The relational paradigm uses a set of standards to regulate the dependencies between attributes in a database table structure to reduce data redundancy, SQL operation exceptions, and so on.
Relationship paradigms include first, second, third, BCNF, fourth and fifth paradigms.
At the same time, to reach the high-level relationship paradigm, one must first reach all the lower-level paradigms:
1NF ⊂ 2NF ⊂ 3NF ⊂ BCNF ⊂ 4NF...Copy the code
Modern databases can only reach third normal form at best. It’s not that the higher the norm, the better.
Functional dependencies
Relational paradigms are judged mainly by function dependence
Function dependent formal representation
X -> Y is called X determines Y or Y depends on X. That is, the non-primary attributes in the table structure depend on the primary attributes, and the primary attributes determine the non-primary attributes
X ! -> Y or X -\-> Y is written as X does not determine Y or Y does not depend on X
Complete function dependence
Definition: X and Y are the set of properties of the relation R, having X -> Y, and any proper subset X’ of X has X’! -> Y(any subset of x cannot determine Y by itself). It says that Y depends entirely on X or all subsets of X determine Y.
R(student ID, course ID, student course grade) has the following functional dependence in this relationship
(Student ID, course ID) -> Student's course score (Student ID)! -> Student course score (course number)! -> Student course scoresCopy the code
In other words, a subset of X X’ does not determine Y (a single student number or course number), but requires the entire set of attributes of X to determine Y (here we use student number and course number to determine a course grade).
Partial function dependence
Definition: there exists a proper subset of X’ that satisfies X’ -> Y. It’s called the Y part depends on X or a subset of X parts determines Y
Partial function dependence is the opposite of complete function dependence, that is, a subset of X determines Y
R(student number, ID number, name) has the following functional dependencies in this relationship (note: examples are not particularly appropriate)
1. The name of X (student id, id) - > 2 X 'names (student id) - > 3. X' (id) - > nameCopy the code
Here the X set is (student number, id number), and a subset of X (student number) can also determine the name attribute.
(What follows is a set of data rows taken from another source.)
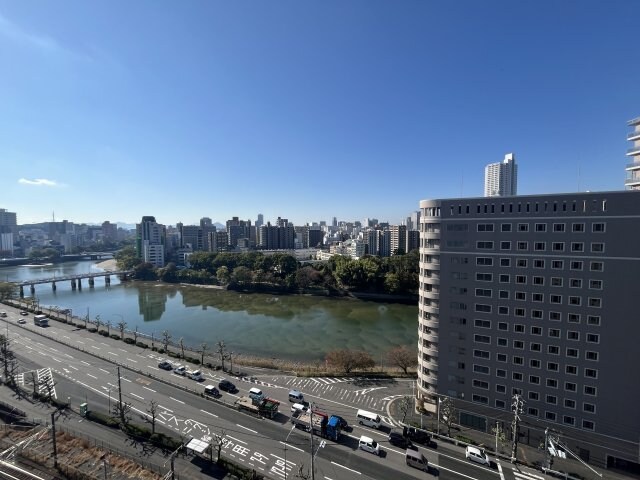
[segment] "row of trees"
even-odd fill
[[[327,353],[325,360],[328,366],[344,373],[368,370],[376,365],[371,354],[363,350],[332,350]],[[402,345],[387,352],[387,361],[407,374],[410,368],[418,365],[418,353]]]
[[[415,294],[418,288],[417,250],[388,258],[366,256],[352,259],[334,256],[323,264],[303,265],[284,253],[194,252],[189,268],[170,262],[163,268],[142,263],[133,247],[120,250],[118,267],[134,270],[139,280],[168,283],[223,285],[231,288],[284,291],[323,289],[328,291],[364,291],[387,294]]]

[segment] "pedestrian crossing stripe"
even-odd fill
[[[513,474],[516,476],[516,478],[522,478],[524,480],[532,480],[534,478],[537,480],[544,480],[544,477],[529,472],[517,472],[514,470]]]

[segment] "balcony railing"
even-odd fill
[[[638,155],[638,154],[640,154],[640,145],[636,145],[635,147],[627,150],[627,156]]]
[[[627,178],[624,181],[625,185],[640,185],[640,177],[638,178]]]
[[[640,168],[640,162],[627,163],[624,168],[625,170],[637,170],[638,168]]]
[[[629,125],[630,127],[638,124],[640,124],[640,117],[633,118],[627,122],[627,125]]]
[[[627,133],[627,140],[631,140],[636,137],[640,137],[640,130],[634,130],[633,132]]]

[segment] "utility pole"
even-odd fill
[[[109,395],[111,398],[111,395]],[[124,423],[124,409],[122,408],[122,387],[120,385],[120,366],[118,366],[118,402],[120,403],[120,420]]]
[[[315,467],[314,467],[314,458],[315,455],[313,454],[313,403],[309,405],[309,432],[311,433],[311,480],[315,480],[316,478],[316,474],[315,474]],[[285,470],[287,468],[287,465],[285,464],[284,466]]]
[[[56,448],[56,412],[51,412],[51,433],[53,435],[53,468],[58,468],[58,449]]]
[[[517,462],[518,455],[518,437],[520,435],[520,414],[524,407],[524,400],[519,394],[513,396],[511,411],[513,412],[513,422],[511,422],[511,434],[513,445],[511,447],[511,463]]]

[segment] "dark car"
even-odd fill
[[[23,312],[20,312],[20,315],[22,315],[22,316],[24,317],[24,316],[26,316],[26,315],[29,315],[29,312],[24,312],[24,311],[23,311]]]
[[[166,360],[163,360],[158,364],[158,368],[161,368],[162,370],[173,370],[173,365]]]
[[[220,383],[218,383],[218,388],[229,393],[236,393],[238,391],[236,386],[229,380],[222,380]]]
[[[389,443],[391,445],[395,445],[396,447],[400,447],[404,449],[414,448],[413,443],[411,443],[411,440],[409,440],[407,437],[403,436],[401,433],[398,433],[398,432],[389,433]]]
[[[207,385],[204,387],[204,394],[209,397],[218,398],[220,397],[220,390],[213,385]]]
[[[347,423],[347,421],[346,421],[344,418],[342,418],[342,417],[341,417],[341,416],[339,416],[339,415],[336,415],[336,418],[337,418],[337,419],[338,419],[338,421],[340,422],[340,428],[341,428],[342,430],[349,430],[349,424]]]
[[[414,442],[426,447],[437,448],[438,446],[436,442],[431,439],[431,435],[418,428],[404,427],[402,430],[402,435],[407,437],[409,440],[413,440]]]

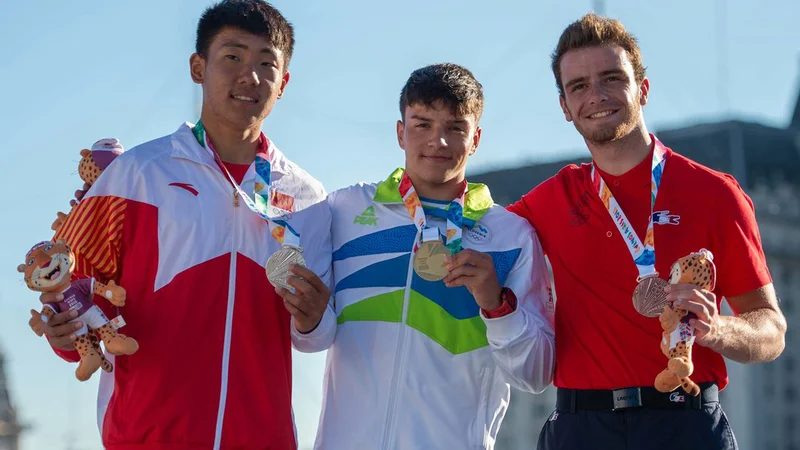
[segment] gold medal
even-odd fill
[[[640,279],[633,290],[633,307],[645,317],[658,317],[667,304],[665,287],[667,282],[659,278],[658,274]]]
[[[303,259],[303,255],[300,254],[301,252],[301,249],[294,247],[283,247],[269,257],[266,266],[267,279],[273,286],[282,287],[287,291],[292,290],[292,287],[286,283],[289,277],[294,276],[289,271],[289,268],[292,264],[306,267],[306,262]]]
[[[423,280],[439,281],[448,274],[445,257],[450,254],[442,241],[423,242],[414,254],[414,272]]]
So a subset of X, X prime, can determine Y, so there’s a partial function dependence
Transfer function dependence
Definition: X, Y, Z attribute set in the same relation R, X -> Y, Y -> Z, Y! -> X at this point Z transfer depends on X (X indirectly determines Y)
R(Teacher ID, course ID, name, course name) Suppose the relationship between course and teacher is 1: N, there are the following dependencies in the relationship:
Teacher Number -> Course Number Course Number -> Course Name Course number! - > teacherCopy the code
There is a course name transfer function that depends on the instructor number
Without Y! -> X this condition indicates that X <-> Y(interdependence), then X -> Z (Z directly depends on X), such as the example of partial function dependence: student number -> ID number, ID number -> name, ID number -> student number. In this case, the name depends directly on the student id, not on the transfer function.
Relationship normalization process (paradigm)
First Normal Form (1NF)
Definition: Attributes are not separable.
The first paradigm prescribes the most basic structure of a relationship. That is, to create a table in a relational database, if the table is operable, the table (relationship) must satisfy the first normal form.
Second normal Form (2NF)
Definition: all non-primary attributes in the same relationship are fully functional dependent on the primary attribute, and there is no partial function dependency.
There can be no properties that are unrelated to the main property
Third normal Form (3NF)
Definition: Non-primary attributes in the same relationship do not transfer functions dependent on candidate keywords
If the non-primary attribute is not directly dependent on the primary attribute (transitive), generally this intermediate attribute can be separated into the primary attribute of another relationship
BCNF(Boyce-Codd Normal Form)
Definition: the same relation F has X -> Y (X, Y is the set of attributes in F) where X must contain a candidate keyword or must be a supercode
How to get a set of relations with BCNF normal form
It can be seen that the second and third normal forms are used to specify the relationship between non-primary attributes and keys/codes, but in some cases, even if the relationship is in the third normal form, exceptions such as insertion and deletion are still possible.
BCNF: On the basis of reaching the third normal form, the complete function dependence and transfer function dependence between keys are specified. It can be considered that BCNF is optimized on the basis of the third normal form. So the paradigms that reach this level are not directly called fourth paradigms, but are based on optimization of third paradigms.